I read somewhere (in online resources) that it is better not to involve all the threads in the block for copying data from global memory to shared memory. Such idea makes sense that all the threads are not executed together. Threads in a warp execute together. But my concern is all the warps are not executed sequentially. Say, a block with threads is divided into 3 warps: war p0 (0-31 threads), warp 1 (32-63 threads), warp 2 (64-95 threads). It is not guaranteed that warp 0 will be executed first (am I right?).

So which threads should I use to copy the data from global to shared memory?

To use a single warp to load a shared memory array, just do something like this:

__global__
void kernel(float *in_data)
{
    __shared__ float buffer[1024];

    if (threadIdx.x < warpSize) {
        for(int i = threadIdx; i  <1024; i += warpSize) {
            buffer[i] = in_data[i];
        }
    }
    __syncthreads();

    // rest of kernel follows
}

[disclaimer: written in browser, never tested, use at own risk]

The key point here is the use of __syncthreads() to ensure that all threads in the block wait until the warp performing the load to shared memory have finished the load. The code I posted used the first warp, but you can calculate a warp number by dividing the thread index within the block by the warpSize. I also assumed a one-dimensional block, it is trivial to compute the thread index in a 2D or 3D block, so I leave that as an exercise to the reader.

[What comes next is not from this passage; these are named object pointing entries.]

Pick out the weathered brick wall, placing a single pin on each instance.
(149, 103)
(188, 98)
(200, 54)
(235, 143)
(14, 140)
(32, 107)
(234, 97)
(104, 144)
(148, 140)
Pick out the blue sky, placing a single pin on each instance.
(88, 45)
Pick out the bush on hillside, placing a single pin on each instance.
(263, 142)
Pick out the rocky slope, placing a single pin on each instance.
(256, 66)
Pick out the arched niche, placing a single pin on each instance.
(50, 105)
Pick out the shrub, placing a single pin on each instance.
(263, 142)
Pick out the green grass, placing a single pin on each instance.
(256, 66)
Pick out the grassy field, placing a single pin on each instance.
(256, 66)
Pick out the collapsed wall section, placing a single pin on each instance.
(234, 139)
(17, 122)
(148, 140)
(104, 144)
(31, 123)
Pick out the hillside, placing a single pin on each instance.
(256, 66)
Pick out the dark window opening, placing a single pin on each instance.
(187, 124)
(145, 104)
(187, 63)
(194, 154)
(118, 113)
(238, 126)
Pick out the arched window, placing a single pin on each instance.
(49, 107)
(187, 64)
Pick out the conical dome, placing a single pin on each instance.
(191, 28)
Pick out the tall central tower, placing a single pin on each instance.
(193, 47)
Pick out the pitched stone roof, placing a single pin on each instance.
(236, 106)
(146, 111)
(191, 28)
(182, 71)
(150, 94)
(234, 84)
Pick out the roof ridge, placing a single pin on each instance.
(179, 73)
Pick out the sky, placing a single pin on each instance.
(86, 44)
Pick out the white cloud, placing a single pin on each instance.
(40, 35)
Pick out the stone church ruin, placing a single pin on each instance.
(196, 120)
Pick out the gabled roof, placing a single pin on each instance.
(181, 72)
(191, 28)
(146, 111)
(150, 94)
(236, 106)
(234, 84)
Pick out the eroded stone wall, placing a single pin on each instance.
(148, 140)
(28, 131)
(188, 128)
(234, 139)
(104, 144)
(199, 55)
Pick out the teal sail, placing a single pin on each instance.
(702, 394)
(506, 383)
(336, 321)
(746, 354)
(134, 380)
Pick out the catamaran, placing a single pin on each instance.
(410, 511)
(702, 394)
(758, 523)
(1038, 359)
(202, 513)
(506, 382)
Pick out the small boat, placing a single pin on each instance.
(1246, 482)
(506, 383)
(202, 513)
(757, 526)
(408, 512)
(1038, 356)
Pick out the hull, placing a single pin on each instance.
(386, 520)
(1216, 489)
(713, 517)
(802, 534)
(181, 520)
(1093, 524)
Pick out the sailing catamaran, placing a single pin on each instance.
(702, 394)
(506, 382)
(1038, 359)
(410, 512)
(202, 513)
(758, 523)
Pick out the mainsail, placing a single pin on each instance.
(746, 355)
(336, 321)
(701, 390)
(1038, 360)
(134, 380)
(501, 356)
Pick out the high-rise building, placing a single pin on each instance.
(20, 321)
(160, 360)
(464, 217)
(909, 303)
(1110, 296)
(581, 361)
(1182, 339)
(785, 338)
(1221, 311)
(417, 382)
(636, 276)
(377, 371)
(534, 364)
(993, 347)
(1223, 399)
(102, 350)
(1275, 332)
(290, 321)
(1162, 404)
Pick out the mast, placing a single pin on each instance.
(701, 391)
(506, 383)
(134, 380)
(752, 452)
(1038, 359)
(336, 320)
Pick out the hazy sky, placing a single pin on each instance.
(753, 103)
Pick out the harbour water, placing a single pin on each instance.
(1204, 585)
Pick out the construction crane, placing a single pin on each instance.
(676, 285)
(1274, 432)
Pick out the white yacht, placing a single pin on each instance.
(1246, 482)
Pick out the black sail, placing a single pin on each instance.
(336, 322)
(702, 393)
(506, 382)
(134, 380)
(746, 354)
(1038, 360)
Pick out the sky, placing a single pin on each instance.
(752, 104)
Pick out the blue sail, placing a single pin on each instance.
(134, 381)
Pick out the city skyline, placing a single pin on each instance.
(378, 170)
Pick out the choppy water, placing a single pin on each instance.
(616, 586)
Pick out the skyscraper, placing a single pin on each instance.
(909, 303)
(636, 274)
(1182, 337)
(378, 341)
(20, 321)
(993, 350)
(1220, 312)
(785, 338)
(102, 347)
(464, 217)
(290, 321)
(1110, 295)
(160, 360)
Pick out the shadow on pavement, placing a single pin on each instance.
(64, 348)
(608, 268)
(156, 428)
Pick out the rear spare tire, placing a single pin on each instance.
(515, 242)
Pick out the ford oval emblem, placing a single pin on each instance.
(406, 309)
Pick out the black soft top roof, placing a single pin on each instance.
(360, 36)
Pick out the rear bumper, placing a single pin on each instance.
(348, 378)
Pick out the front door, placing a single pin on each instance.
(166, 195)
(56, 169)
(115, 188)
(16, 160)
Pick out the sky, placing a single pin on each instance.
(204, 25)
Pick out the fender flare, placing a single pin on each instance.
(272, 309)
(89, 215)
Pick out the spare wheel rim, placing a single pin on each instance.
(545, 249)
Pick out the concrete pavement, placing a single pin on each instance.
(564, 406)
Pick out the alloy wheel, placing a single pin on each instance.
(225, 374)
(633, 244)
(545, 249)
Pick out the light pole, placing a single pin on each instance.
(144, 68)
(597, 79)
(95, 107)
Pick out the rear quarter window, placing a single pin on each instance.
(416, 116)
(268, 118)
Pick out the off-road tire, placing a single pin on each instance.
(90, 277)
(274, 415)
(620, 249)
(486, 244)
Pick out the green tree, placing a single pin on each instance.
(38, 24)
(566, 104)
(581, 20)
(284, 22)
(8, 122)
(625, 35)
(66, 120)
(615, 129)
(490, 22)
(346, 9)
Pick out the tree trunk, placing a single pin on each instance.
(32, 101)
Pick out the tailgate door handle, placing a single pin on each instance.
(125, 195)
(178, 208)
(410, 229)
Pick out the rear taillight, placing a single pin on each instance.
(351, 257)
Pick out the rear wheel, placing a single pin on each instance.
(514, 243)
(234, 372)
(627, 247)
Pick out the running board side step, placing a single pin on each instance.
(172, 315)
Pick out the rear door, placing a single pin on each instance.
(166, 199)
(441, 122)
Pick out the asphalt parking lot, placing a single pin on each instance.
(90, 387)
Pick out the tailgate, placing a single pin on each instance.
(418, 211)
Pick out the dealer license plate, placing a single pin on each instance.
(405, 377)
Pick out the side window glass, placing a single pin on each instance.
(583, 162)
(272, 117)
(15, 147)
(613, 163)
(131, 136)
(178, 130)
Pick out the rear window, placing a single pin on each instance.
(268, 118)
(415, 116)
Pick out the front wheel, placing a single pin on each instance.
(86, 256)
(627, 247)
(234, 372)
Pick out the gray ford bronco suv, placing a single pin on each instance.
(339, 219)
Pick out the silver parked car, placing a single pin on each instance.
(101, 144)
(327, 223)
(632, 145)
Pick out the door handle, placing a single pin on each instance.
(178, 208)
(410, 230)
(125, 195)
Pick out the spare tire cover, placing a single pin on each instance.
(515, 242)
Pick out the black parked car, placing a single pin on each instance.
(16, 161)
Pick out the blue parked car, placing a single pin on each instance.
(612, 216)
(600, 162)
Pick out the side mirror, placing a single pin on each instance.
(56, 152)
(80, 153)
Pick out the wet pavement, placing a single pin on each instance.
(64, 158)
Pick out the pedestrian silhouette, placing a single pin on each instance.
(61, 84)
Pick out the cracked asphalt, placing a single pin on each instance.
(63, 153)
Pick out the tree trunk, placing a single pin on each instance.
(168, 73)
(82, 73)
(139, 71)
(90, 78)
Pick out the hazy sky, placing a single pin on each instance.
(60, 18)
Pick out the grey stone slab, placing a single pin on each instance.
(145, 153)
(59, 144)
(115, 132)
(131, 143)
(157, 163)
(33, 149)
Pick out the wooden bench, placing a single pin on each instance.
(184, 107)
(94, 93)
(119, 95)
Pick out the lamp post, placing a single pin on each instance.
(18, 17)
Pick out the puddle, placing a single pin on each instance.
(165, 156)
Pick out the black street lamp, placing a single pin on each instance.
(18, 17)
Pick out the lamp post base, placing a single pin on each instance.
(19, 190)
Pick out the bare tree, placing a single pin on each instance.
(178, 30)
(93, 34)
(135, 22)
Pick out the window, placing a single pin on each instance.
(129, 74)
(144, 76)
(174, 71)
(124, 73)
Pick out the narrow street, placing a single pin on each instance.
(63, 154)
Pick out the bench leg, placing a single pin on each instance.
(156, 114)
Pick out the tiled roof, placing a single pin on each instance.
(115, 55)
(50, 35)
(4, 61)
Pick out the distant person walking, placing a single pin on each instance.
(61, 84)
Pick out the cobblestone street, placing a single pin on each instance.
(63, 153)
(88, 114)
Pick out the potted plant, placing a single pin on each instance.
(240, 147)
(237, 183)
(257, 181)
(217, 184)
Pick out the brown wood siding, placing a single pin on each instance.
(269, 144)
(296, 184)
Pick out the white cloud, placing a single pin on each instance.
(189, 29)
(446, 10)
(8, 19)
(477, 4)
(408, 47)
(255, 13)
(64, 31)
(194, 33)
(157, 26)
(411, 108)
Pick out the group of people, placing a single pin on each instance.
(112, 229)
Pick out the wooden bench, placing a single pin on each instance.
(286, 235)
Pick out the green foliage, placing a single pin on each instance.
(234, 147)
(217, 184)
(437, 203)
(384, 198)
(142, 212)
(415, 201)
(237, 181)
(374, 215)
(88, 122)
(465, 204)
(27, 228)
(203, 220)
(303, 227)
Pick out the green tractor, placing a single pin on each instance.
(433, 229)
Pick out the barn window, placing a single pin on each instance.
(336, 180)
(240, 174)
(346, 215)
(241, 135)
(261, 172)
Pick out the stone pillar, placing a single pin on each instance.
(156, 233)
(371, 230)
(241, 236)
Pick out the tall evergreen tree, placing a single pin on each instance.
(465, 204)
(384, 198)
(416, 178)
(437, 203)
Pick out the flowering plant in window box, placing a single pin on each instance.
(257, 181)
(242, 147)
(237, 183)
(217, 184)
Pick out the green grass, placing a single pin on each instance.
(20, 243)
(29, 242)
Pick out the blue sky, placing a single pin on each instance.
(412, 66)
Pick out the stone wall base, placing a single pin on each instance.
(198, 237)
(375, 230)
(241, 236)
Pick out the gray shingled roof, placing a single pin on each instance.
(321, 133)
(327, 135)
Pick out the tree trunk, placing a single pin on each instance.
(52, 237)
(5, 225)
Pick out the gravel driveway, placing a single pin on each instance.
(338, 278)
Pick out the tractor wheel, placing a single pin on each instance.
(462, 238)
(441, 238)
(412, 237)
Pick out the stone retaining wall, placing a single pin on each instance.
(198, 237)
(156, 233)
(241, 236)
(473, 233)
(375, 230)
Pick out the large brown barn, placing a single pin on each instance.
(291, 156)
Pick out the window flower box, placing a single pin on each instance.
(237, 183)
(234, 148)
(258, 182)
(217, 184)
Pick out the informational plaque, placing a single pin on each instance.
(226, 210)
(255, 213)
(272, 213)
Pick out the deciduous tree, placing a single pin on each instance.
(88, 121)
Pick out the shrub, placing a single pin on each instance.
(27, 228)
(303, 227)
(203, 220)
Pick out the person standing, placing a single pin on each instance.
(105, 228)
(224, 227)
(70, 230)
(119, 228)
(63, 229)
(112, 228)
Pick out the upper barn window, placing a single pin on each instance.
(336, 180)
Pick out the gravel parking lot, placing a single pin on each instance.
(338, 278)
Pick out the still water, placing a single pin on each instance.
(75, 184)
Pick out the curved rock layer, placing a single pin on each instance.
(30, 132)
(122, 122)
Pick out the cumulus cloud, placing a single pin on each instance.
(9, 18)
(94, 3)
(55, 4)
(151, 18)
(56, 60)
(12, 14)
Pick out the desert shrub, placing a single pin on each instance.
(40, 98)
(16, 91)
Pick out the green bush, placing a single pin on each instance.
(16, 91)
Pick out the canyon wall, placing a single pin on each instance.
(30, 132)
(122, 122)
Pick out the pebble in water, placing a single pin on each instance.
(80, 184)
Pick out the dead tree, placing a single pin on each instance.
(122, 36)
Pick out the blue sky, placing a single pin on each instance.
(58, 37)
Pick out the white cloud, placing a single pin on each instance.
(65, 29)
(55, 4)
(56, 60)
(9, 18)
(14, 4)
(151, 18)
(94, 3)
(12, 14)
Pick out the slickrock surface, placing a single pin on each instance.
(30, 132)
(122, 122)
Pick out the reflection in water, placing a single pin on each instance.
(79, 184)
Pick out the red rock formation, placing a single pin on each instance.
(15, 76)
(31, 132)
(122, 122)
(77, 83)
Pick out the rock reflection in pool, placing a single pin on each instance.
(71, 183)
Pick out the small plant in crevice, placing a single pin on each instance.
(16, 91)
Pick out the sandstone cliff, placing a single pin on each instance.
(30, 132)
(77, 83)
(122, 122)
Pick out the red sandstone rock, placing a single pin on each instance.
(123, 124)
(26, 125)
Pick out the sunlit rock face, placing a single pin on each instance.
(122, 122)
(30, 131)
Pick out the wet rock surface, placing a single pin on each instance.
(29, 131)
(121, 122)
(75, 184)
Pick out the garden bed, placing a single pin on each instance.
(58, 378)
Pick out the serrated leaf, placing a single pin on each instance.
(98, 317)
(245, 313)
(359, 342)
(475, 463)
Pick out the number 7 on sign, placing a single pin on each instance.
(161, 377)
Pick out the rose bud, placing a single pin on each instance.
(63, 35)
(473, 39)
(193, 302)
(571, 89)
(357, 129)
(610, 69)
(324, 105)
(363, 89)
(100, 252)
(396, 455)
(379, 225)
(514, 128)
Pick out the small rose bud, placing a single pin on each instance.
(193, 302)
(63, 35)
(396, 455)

As block is assigned to multiprocessor it resides there until all threads within that block are finished and during this time warp scheduler is mixing among warps that have ready operands. So if there is one block on multiprocessor with three warps and just one warp is fetching data from global to shared memory and other two warps are staying idle and probably waiting on __syncthreads() barrier, you loose nothing and you are limited just by latency of global memory what you would have been anyway. As soon as fetching is finished warps can go ahead in their work.

Therefore, no guarantee that warp0 is executed first is needed and you can use any threads. The only two things to keep in mind are to ensure as much coalesced access to global memory as possible and avoidance of bank conflicts.